Wednesday February 25, 01:08 PM
Chairman of China's Ping An 'skips 2008 pay'
SHANGHAI (AFP) - The chairman of China's Ping An Insurance Group will give up his salary for 2008, the company said Wednesday, after the firm's disastrous investment in ailing European financial group Fortis (Amsterdam: FORAL.AS - news) .
Peter Ma Mingzhe, who leads the country's second largest life insurer, decided to forgo his pay and bonuses to help Ping An "ride out the hard times together with the company and society," company spokesman Sheng Ruisheng told AFP.
Ma is one of China's highest paid executives. In 2007, he earned 66.2 million yuan (9.7 million dollars) before taxes -- 33 times more than Yang Chao, chairman of China Life, the country's biggest life insurer by premiums.
"The company saw significant changes in external and internal conditions in 2008 and the financial crisis has impacted our performance," Sheng said, declining to say whether other firm executives would forego their salaries.
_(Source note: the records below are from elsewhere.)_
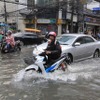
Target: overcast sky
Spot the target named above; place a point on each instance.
(93, 4)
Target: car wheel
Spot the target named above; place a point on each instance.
(96, 54)
(21, 43)
(69, 59)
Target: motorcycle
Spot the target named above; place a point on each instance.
(39, 65)
(4, 49)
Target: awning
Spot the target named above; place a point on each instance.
(32, 30)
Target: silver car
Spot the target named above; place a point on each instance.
(77, 46)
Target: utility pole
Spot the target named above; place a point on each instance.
(72, 14)
(5, 15)
(17, 14)
(60, 19)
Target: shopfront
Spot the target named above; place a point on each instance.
(92, 24)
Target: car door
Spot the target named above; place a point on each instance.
(90, 46)
(79, 51)
(30, 38)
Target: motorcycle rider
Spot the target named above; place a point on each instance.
(10, 40)
(53, 50)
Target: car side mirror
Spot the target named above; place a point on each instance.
(77, 44)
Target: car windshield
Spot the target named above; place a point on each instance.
(66, 40)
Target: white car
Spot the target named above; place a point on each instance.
(77, 46)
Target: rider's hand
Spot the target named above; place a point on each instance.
(48, 52)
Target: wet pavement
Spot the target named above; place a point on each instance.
(80, 82)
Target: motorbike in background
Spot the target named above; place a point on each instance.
(3, 47)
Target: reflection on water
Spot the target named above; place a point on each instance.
(80, 82)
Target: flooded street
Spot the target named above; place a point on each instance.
(80, 82)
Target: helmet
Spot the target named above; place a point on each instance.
(9, 32)
(52, 34)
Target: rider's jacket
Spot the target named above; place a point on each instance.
(55, 49)
(10, 40)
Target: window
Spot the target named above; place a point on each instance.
(88, 40)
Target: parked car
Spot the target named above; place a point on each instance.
(28, 38)
(77, 46)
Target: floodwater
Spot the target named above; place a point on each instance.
(80, 82)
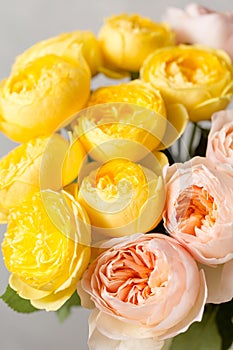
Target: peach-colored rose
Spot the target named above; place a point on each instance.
(144, 286)
(199, 25)
(198, 213)
(220, 140)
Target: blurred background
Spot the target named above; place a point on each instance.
(22, 24)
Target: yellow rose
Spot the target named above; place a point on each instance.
(46, 254)
(130, 119)
(122, 197)
(126, 40)
(39, 163)
(199, 77)
(63, 44)
(42, 96)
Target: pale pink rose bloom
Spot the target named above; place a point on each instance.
(98, 340)
(198, 213)
(219, 280)
(220, 140)
(199, 25)
(144, 286)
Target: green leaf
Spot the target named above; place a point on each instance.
(65, 310)
(224, 321)
(15, 302)
(201, 335)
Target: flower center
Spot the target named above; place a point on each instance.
(133, 277)
(195, 208)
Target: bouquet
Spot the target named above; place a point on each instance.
(119, 198)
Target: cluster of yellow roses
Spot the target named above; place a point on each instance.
(122, 128)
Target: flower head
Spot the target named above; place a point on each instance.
(126, 40)
(46, 249)
(198, 77)
(144, 286)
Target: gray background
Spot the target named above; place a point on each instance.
(23, 23)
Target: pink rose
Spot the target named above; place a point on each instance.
(199, 25)
(145, 286)
(220, 140)
(198, 213)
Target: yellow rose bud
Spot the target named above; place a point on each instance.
(126, 40)
(121, 117)
(39, 163)
(122, 198)
(44, 261)
(43, 96)
(199, 77)
(63, 44)
(128, 119)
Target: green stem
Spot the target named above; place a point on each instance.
(190, 149)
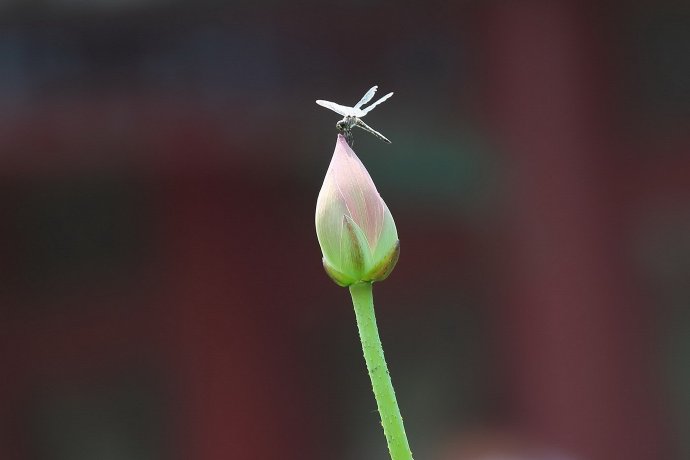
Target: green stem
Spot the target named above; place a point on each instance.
(391, 419)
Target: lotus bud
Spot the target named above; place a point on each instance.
(355, 229)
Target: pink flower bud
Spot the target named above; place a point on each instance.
(356, 232)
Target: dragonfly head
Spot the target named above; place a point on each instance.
(346, 124)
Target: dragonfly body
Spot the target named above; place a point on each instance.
(353, 115)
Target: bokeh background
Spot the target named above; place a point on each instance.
(161, 290)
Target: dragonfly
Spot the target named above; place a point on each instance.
(353, 115)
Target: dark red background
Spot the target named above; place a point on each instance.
(160, 281)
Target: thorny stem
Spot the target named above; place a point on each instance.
(393, 428)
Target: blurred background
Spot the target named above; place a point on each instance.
(161, 289)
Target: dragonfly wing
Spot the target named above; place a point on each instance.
(369, 109)
(367, 97)
(370, 130)
(337, 108)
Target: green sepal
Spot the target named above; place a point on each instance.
(384, 268)
(339, 278)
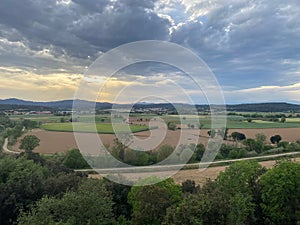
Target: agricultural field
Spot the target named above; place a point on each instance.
(105, 128)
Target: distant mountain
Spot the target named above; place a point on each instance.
(68, 104)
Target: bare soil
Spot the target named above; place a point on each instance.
(52, 141)
(199, 176)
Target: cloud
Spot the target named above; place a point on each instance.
(243, 42)
(247, 44)
(289, 93)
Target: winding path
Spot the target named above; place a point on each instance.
(179, 166)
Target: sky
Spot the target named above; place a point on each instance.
(251, 46)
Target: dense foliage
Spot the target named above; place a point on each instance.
(38, 190)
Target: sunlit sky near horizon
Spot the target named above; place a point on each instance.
(252, 47)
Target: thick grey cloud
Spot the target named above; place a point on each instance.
(80, 28)
(245, 42)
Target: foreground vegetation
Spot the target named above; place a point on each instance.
(38, 190)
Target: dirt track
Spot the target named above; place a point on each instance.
(52, 141)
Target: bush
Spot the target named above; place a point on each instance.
(74, 160)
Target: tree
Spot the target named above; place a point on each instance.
(240, 184)
(21, 184)
(29, 142)
(281, 194)
(149, 203)
(91, 204)
(207, 206)
(74, 160)
(275, 139)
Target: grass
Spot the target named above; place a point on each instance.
(233, 121)
(103, 128)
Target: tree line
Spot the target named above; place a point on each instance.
(39, 190)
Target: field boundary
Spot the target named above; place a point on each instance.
(200, 166)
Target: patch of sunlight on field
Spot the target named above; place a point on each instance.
(293, 120)
(89, 127)
(261, 121)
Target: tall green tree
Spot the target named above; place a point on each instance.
(281, 194)
(149, 203)
(91, 204)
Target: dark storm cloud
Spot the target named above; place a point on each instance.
(80, 28)
(245, 41)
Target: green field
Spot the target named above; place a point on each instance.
(104, 128)
(51, 122)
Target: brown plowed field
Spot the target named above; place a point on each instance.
(52, 141)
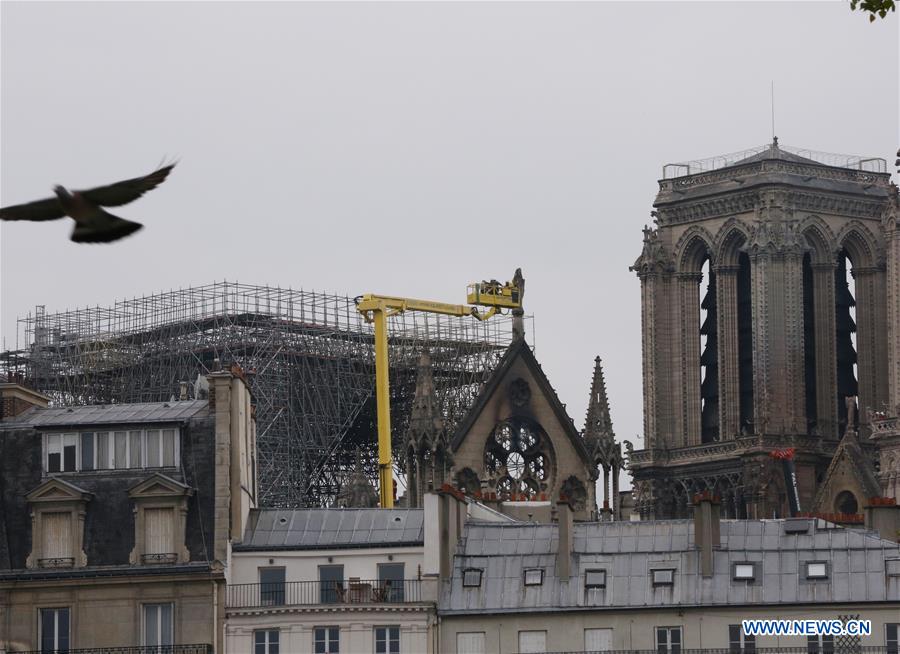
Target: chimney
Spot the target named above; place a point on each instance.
(15, 399)
(564, 549)
(883, 516)
(706, 529)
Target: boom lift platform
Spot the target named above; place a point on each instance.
(376, 309)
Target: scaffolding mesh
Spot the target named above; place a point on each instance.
(308, 356)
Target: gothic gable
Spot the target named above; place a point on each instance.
(850, 480)
(517, 443)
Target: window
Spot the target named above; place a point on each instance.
(534, 577)
(597, 640)
(744, 571)
(61, 452)
(390, 582)
(326, 640)
(331, 584)
(57, 535)
(472, 577)
(532, 642)
(271, 586)
(157, 625)
(54, 630)
(265, 641)
(56, 531)
(821, 644)
(111, 450)
(816, 570)
(663, 577)
(892, 637)
(595, 578)
(159, 535)
(387, 640)
(668, 640)
(470, 642)
(739, 642)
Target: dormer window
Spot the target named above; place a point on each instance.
(472, 577)
(111, 450)
(816, 570)
(744, 571)
(663, 577)
(595, 579)
(58, 510)
(160, 510)
(534, 577)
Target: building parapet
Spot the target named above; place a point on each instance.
(155, 649)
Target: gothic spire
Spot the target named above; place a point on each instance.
(598, 433)
(426, 423)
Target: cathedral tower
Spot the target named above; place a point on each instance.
(765, 305)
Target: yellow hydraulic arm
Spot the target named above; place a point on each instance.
(378, 308)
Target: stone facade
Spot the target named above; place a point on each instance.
(773, 362)
(148, 541)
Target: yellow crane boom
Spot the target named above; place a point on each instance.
(378, 308)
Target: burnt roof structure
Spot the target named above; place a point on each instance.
(308, 358)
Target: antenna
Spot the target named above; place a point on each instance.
(773, 111)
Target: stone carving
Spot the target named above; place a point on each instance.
(519, 393)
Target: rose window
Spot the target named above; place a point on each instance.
(516, 458)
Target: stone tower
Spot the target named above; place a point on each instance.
(428, 459)
(748, 323)
(600, 442)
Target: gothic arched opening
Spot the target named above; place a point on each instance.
(745, 342)
(809, 345)
(709, 359)
(845, 335)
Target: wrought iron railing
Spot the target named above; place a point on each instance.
(835, 649)
(156, 649)
(162, 557)
(58, 562)
(303, 593)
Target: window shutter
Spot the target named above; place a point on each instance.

Ping An, which has a five percent stake in Fortis, has already booked a loss of about 2.3 billion dollars due to the marked down value of its holding in embattled Fortis.
It invested a total of 3.5 billion dollars in Fortis shares, but its investment has almost entirely been wiped out since the embattled group was dismantled by the Belgian, Dutch and Luxembourg governments late last year.
The investment has draw harsh criticism at home and bruised the company's image, particularly among public investors.
"That's slipping away by casting off a cloak. The 'zero salary' is aimed at covering up Ma's responsibility for the huge losses," said one post on the stock investment website www.eastmoney.com.
Late last year, the China Insurance Regulatory Commission issued a notice warning the five biggest Chinese insurers under its supervision against paying excessively high wages to senior executives.